Het cijfer geproduceerd door geaggregeerde uitgaven vormt de basis van enkele meer geavanceerde uitgavenmodellen.Een daarvan is het geaggregeerde vraag-geaggregeerde aanbodmodel.Dit maakt gebruik van de componenten van geaggregeerde uitgaven, samen met meer specifieke maatregelen zoals de totale prijsniveaus, om twee curven in een grafiek te produceren, die de algehele vraag en aanbod in een economie vertegenwoordigen.
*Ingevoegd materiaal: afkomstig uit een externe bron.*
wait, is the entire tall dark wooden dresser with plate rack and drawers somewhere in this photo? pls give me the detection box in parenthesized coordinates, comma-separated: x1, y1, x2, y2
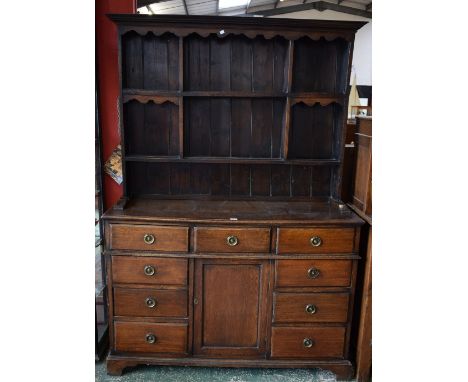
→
(104, 15, 363, 378)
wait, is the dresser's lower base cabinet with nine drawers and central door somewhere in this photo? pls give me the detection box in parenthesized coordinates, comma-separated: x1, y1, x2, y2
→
(105, 200, 362, 379)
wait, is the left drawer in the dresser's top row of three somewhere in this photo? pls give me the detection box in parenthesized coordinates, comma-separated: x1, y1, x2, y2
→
(109, 224, 188, 252)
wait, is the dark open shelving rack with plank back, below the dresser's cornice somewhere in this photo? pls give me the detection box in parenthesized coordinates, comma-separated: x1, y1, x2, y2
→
(120, 18, 354, 199)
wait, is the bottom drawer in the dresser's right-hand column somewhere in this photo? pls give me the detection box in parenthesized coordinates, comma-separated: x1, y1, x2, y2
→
(271, 327, 346, 358)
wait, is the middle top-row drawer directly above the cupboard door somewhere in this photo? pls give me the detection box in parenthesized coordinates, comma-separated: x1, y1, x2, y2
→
(195, 227, 270, 253)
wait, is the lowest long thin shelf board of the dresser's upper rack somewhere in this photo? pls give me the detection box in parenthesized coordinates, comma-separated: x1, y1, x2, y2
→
(125, 155, 341, 166)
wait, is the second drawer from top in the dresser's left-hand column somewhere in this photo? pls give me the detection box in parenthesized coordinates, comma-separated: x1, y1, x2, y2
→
(112, 256, 187, 285)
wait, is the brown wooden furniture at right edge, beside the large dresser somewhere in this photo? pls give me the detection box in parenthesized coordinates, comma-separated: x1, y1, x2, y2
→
(350, 117, 372, 382)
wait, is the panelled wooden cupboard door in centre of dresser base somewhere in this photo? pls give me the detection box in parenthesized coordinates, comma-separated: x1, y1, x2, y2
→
(194, 259, 271, 358)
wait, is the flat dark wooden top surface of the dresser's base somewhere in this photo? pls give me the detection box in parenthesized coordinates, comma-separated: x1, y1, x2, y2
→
(104, 198, 363, 225)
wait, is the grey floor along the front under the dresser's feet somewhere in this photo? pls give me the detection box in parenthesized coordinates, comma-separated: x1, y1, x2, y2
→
(96, 361, 352, 382)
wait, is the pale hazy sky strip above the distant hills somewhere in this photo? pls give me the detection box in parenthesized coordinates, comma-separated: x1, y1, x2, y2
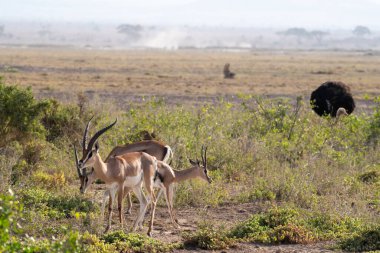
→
(0, 0, 380, 29)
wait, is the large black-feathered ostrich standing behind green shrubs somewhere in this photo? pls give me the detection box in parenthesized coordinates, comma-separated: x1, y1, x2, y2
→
(310, 81, 355, 117)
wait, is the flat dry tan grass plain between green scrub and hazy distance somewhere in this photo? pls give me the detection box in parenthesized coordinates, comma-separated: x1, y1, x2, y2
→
(0, 48, 380, 100)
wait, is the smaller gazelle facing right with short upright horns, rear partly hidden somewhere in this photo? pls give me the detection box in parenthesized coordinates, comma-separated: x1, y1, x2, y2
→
(102, 146, 212, 228)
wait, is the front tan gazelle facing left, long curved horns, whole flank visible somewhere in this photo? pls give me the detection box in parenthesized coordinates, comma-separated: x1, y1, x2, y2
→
(74, 119, 157, 236)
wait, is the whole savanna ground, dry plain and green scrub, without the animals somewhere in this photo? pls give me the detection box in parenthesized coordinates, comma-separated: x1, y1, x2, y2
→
(0, 48, 380, 252)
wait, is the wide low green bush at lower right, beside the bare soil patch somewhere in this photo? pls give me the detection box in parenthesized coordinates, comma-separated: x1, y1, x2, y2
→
(230, 207, 363, 243)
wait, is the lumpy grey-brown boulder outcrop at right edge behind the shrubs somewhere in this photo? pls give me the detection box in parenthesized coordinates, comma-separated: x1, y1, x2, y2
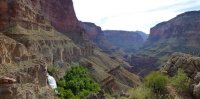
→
(161, 53, 200, 99)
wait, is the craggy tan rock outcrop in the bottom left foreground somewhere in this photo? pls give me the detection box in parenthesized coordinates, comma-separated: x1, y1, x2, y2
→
(0, 60, 56, 99)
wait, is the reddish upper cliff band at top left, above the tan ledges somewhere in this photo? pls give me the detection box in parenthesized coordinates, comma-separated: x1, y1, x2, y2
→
(0, 0, 78, 32)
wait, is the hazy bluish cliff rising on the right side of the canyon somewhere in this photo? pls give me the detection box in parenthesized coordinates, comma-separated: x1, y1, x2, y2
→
(140, 11, 200, 57)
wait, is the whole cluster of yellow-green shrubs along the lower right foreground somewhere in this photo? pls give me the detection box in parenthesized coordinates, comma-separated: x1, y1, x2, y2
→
(129, 69, 190, 99)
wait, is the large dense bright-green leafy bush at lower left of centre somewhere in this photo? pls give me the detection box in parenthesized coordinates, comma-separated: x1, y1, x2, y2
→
(58, 65, 100, 99)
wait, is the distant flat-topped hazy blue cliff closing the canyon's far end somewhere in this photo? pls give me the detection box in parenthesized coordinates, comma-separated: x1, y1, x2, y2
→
(103, 30, 145, 52)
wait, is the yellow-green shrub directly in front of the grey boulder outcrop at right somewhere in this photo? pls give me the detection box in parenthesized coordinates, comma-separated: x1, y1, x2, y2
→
(171, 69, 190, 92)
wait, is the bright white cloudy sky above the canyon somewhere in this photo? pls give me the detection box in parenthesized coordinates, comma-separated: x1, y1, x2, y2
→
(73, 0, 200, 34)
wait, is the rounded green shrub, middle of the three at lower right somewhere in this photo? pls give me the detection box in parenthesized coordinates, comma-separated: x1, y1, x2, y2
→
(144, 72, 168, 94)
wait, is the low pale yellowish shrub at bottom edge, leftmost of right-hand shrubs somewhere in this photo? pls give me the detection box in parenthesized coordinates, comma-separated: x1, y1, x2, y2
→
(128, 86, 153, 99)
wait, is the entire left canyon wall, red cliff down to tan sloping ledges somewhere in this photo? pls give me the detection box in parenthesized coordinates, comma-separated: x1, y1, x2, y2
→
(0, 0, 140, 99)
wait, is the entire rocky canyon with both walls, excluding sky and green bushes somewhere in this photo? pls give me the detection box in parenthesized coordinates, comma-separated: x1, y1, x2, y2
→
(0, 0, 200, 99)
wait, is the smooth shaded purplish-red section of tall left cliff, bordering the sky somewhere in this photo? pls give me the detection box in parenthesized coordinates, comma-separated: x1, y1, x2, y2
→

Iemand die het geaggregeerde vraag-geaggregeerde aanbodmodel gebruiktzou een van de curven verplaatsen als reactie op een specifieke verandering in de economie, zoals een algemene belastingverhoging of een algemene daling van de export.De theorie van het model is dat de beweging van één curve het snijpunt van de twee krommen verandert;Dit toont op zijn beurt het effect dat de verandering zowel op de uitvoer- als de prijsniveaus zou hebben.Dit maakt het model vooral populair bij een breed scala aan economen, omdat het zowel voor de Keynesiaanse economie kan worden gebruikt, die de nadruk legt op overheidsactiviteiten via uitgaven en belastingen, en monetaristische economie, die de nadruk legt op de controle over de geldhoeveelheid via maatregelen zoals meer contant geld afdrukken,of wisselkoersen wijzigen.